Che giustizia è? ci viene da chiedere. Gaia racconta, si sofferma, qualcosa ogni volta le impedisce di continuare, che succede? Perché è toccato a suo padre questo calvario? Pannella è lesto a proporre ad Enzo una battaglia di civiltà contro lo strapotere dei giudici, diventa eurodeputato quindi non è più in carcere e poi va ai domiciliari. Ma Enzo sa che lì si fermerà la sua vita e vuole farne un esempio di civiltà, dal malcostume ad una nuova procedura di garantismo. “A che punto è la notte?”, avrebbe potuto dire. Invece pronunzia dopo alcuni anni di lontananza dalla tv: “A che punto eravamo rimasti?” La madre di Gaia e la sorella Silvia cercano in tutti i modi di alleviare questa stortura, con tutti i danni materiali e psicologici causati. Anche Gaia fatica ad uscirne. Vorrebbe gridare che la mala giustizia deve finire. E chiama ad una operazione di verità la stampa che si abbandona alla gogna mediatica. L’avviso di garanzia è già una condanna.
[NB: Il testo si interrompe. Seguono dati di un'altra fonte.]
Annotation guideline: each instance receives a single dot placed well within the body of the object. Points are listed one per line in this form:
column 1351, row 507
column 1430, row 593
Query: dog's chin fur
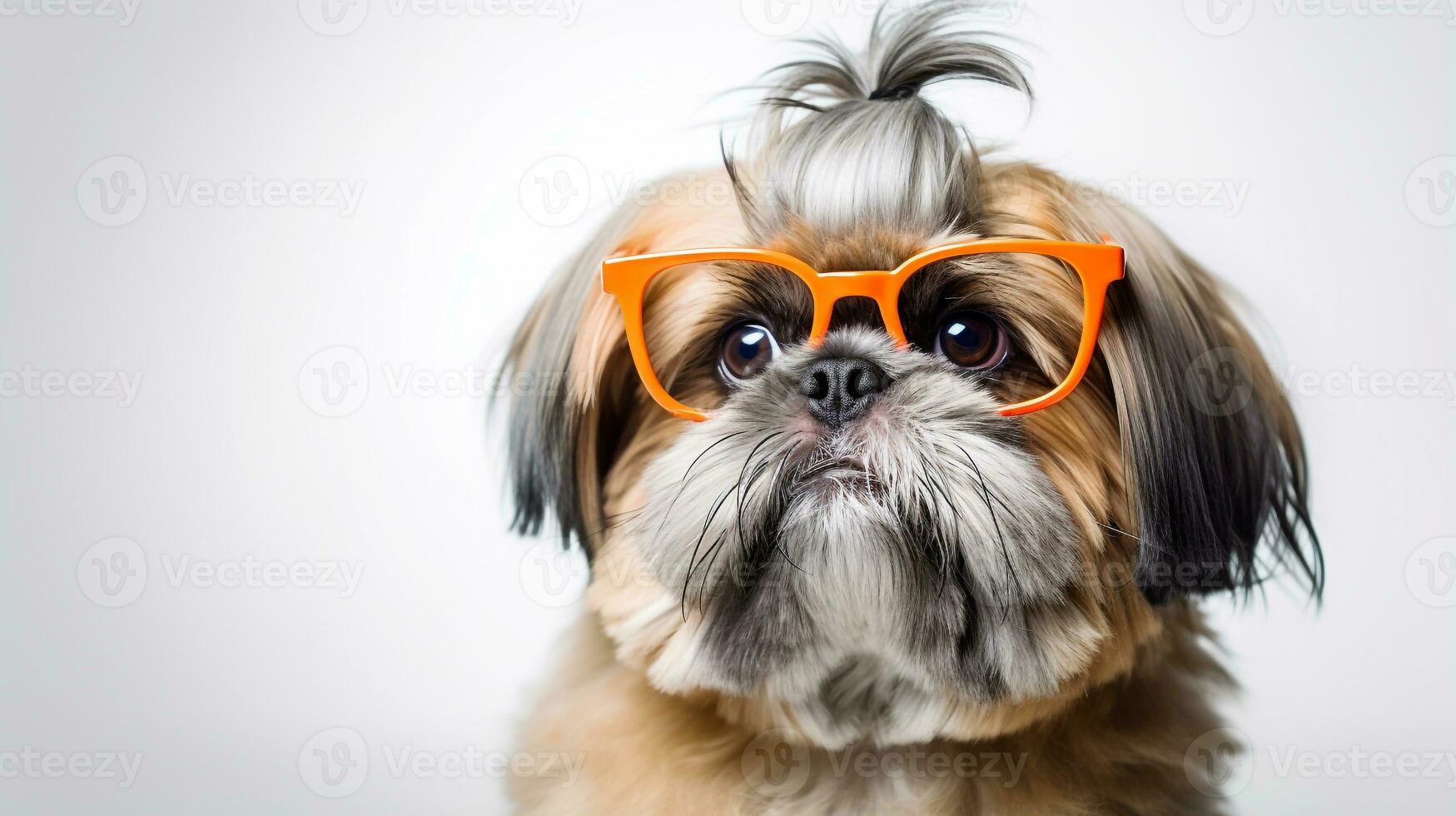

Chi è colpito deve abbandonare gli incarichi pubblici e rimettersi in genuflessione ai tempi e ai modi della giustizia, sperando che prima o poi si faccia luce e si scopra la verità. Qualcuno esibisce una corda con il cappio in parlamento, altri gettano monetine per disonorare il politico di turno che si difende come può, a volte suicidandosi. Ecco a cosa serve questo scavo doloroso di Gaia, a difendere la dignità umana contro le manette facili e le condanne prima e fuori del processo. Se è questo allora dobbiamo ritornare ad Omero, allo scudo di Achille e riportare la giustizia ai suoi ambiti istituzionali che ha travalicato, “arrecando lutti e infinite morti agli achei”. Mondadori Libri, Milano, 2023, pp. 126.